たしか、自分が来る前に国方があの部屋に入っていた。
「資料室はいつだって開いてるわよ、私も何度かタバコ吸いに入ったし」
ソラが横からそう言い、りえと安田は目を見開く。まさか、タバコを吸っているとは知らなかった。
「あぁ、資料室じゃなくて、地下に下りて二番目の左側の教室。あそこも鍵が開いてたんだ」
「嘘、資料室以外は全部鍵かかってるハズよ」
と、りえが言う。
「いや、間違いなく開いてた。それでちょっとその教室に入ってみたんだけどさ、なんか変な女の子がいたんだよ」
そう言う国方の言葉に、りえ以外が「えぇ~」と眉をよせる。
「女の子?」
りえが聞き返す。
「あぁ、赤いスカートにフリ……」
「フリルのついたシャツ」
最後の言葉をりえが繋ぐ。
「え……。何でわかったの?」
国方が驚いたように見つめる。
「昨日、病院で見かけたの。それに夢の中にも出てきた」
「嘘だろ?」
「本当よ! 三つ網をした小さな女の子」
その言葉に、面々は顔を見合わせる。
「やだなぁ。赤いスカートに三つ網の女の子くらい、その辺に沢山いるわよ」
気を取り直すように、ソラは明るくそう言った。
「そうですよ! 考えすぎですよ」
安田も、ホッとしたようにその場を和ませる。
しかし、国方は続けた。
「その子、教室の奥にあった部屋に入っていったんだ。たぶん、この準備室と同じようなもんだと思うけど……、その扉、真っ赤だった」
まるで、金縛りに合っているように皆動けなかった。
特にりえは昨日のリアルな夢が今、ここに現実として存在しているように感じ、全身が冷たくなる。

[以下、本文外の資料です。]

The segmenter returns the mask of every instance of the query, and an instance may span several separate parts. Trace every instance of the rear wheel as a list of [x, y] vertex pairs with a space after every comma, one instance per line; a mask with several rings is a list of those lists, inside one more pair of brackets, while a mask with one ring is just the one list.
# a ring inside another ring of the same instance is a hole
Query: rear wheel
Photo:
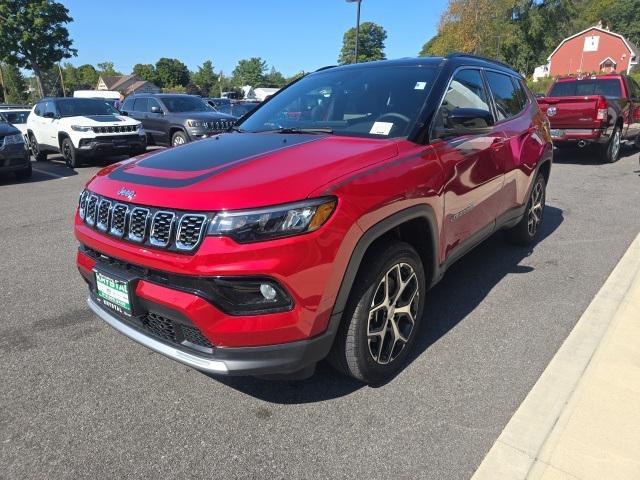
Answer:
[[187, 136], [185, 135], [184, 132], [177, 131], [171, 137], [171, 146], [172, 147], [178, 147], [180, 145], [184, 145], [188, 141], [189, 141], [189, 139], [187, 138]]
[[406, 363], [424, 309], [422, 261], [411, 245], [389, 241], [363, 260], [330, 362], [365, 383], [381, 383]]
[[540, 233], [544, 216], [546, 188], [544, 176], [538, 175], [533, 183], [527, 209], [522, 219], [513, 228], [507, 230], [507, 238], [511, 243], [530, 245], [535, 242]]
[[603, 163], [614, 163], [620, 158], [620, 146], [622, 143], [622, 132], [620, 127], [615, 127], [611, 138], [606, 145], [602, 146], [600, 151], [600, 159]]
[[36, 140], [36, 137], [33, 133], [29, 134], [29, 149], [31, 150], [31, 154], [33, 158], [38, 162], [43, 162], [47, 159], [47, 152], [43, 152]]
[[62, 150], [64, 161], [69, 168], [77, 168], [81, 165], [80, 153], [76, 150], [76, 147], [73, 146], [73, 142], [69, 137], [62, 139], [62, 145], [60, 148]]

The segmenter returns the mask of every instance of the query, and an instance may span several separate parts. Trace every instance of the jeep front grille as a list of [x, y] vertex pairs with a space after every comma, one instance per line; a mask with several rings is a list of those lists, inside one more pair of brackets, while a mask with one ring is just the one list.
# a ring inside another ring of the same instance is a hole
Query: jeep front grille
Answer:
[[86, 225], [100, 232], [180, 253], [198, 248], [210, 218], [202, 213], [116, 202], [88, 190], [80, 195], [78, 212]]

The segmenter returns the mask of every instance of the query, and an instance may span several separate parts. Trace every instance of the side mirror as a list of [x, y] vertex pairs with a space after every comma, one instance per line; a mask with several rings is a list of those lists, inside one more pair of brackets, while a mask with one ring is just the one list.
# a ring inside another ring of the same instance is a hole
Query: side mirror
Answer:
[[481, 108], [455, 108], [449, 112], [446, 128], [473, 133], [490, 129], [493, 126], [493, 115]]

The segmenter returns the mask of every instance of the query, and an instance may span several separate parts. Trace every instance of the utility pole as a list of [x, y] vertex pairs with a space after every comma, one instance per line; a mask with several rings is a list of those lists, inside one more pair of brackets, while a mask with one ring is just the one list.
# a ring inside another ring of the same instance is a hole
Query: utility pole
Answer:
[[357, 3], [358, 13], [356, 14], [356, 58], [354, 63], [358, 63], [358, 47], [360, 44], [360, 5], [362, 0], [347, 0], [347, 3]]

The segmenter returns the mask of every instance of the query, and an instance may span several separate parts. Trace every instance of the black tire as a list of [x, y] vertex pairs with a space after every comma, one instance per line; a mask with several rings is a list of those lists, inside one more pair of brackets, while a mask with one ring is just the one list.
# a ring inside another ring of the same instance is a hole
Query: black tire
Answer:
[[29, 165], [26, 168], [18, 170], [14, 173], [18, 180], [26, 180], [27, 178], [31, 178], [31, 175], [33, 175], [33, 169], [31, 168], [31, 159], [29, 159]]
[[[338, 371], [369, 384], [392, 378], [405, 365], [415, 342], [425, 292], [422, 261], [411, 245], [390, 240], [374, 246], [363, 259], [351, 289], [329, 354], [330, 363]], [[385, 306], [389, 297], [395, 297], [392, 309]], [[398, 314], [398, 308], [409, 312]]]
[[602, 145], [600, 150], [600, 160], [602, 163], [615, 163], [620, 158], [620, 148], [622, 143], [622, 131], [620, 127], [615, 127], [606, 145]]
[[69, 168], [78, 168], [80, 165], [82, 165], [80, 152], [78, 152], [78, 150], [76, 150], [76, 147], [73, 146], [73, 142], [69, 137], [65, 137], [62, 139], [62, 143], [60, 144], [60, 151], [62, 152], [62, 157], [64, 158], [64, 161]]
[[37, 162], [44, 162], [45, 160], [47, 160], [47, 152], [43, 152], [40, 149], [40, 145], [38, 144], [38, 141], [36, 140], [36, 137], [33, 135], [33, 133], [29, 134], [29, 150], [31, 150], [31, 154]]
[[171, 146], [178, 147], [180, 145], [184, 145], [187, 143], [189, 139], [187, 138], [187, 134], [181, 130], [178, 130], [171, 136]]
[[547, 183], [544, 175], [538, 174], [531, 187], [529, 201], [522, 219], [514, 227], [507, 230], [507, 239], [514, 245], [531, 245], [537, 240], [544, 219], [546, 190]]

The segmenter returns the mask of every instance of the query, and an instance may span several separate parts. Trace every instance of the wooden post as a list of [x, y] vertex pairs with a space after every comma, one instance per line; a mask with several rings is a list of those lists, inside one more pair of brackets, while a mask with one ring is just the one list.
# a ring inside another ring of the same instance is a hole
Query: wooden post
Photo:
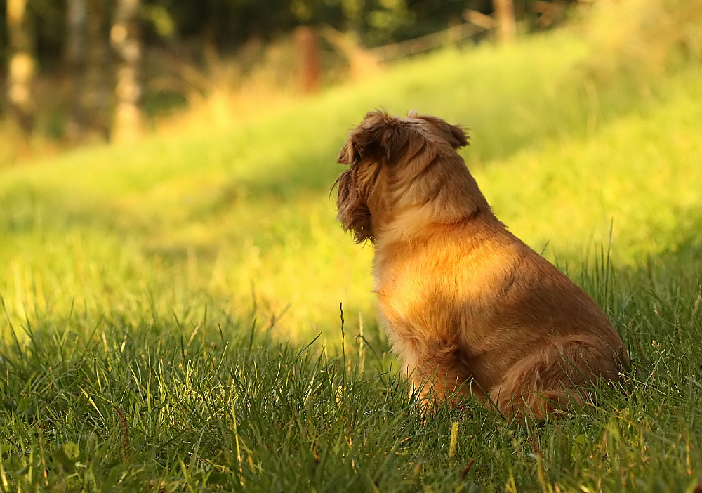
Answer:
[[303, 93], [319, 90], [322, 79], [322, 61], [319, 53], [319, 37], [310, 26], [300, 26], [295, 29], [300, 63], [300, 86]]
[[10, 41], [7, 98], [10, 109], [25, 134], [34, 124], [34, 101], [32, 96], [36, 62], [34, 33], [27, 11], [27, 0], [7, 0], [7, 30]]
[[517, 36], [512, 0], [493, 0], [493, 6], [497, 20], [498, 41], [502, 44], [512, 42]]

シンとなる部屋の中、誰かが廊下を歩いてくる足音が聞こえた。
「誰……?」
ソラが小さく声を上げる。
しかし、それに返事をする者はなく、ただ全員の目が扉へ注がれる。
コツコツコツコツ……、徐々に徐々に近づいてくる足音。
何の迷いもなく、まっすぐにこの準備室へ向かってくる。
コツコツコツコツ。
コツコツコツ。
扉の前で足音が止まる。
次の瞬間、大きく扉が開けられ、四人は一斉に悲鳴を上げた。
「『キャァ!』じゃないだろ! なにやってんだ、授業始まってるぞ!」
そこには鬼のような顔をしたサヤカが立っていて、四人は現実の怖さに引き戻されたのだった。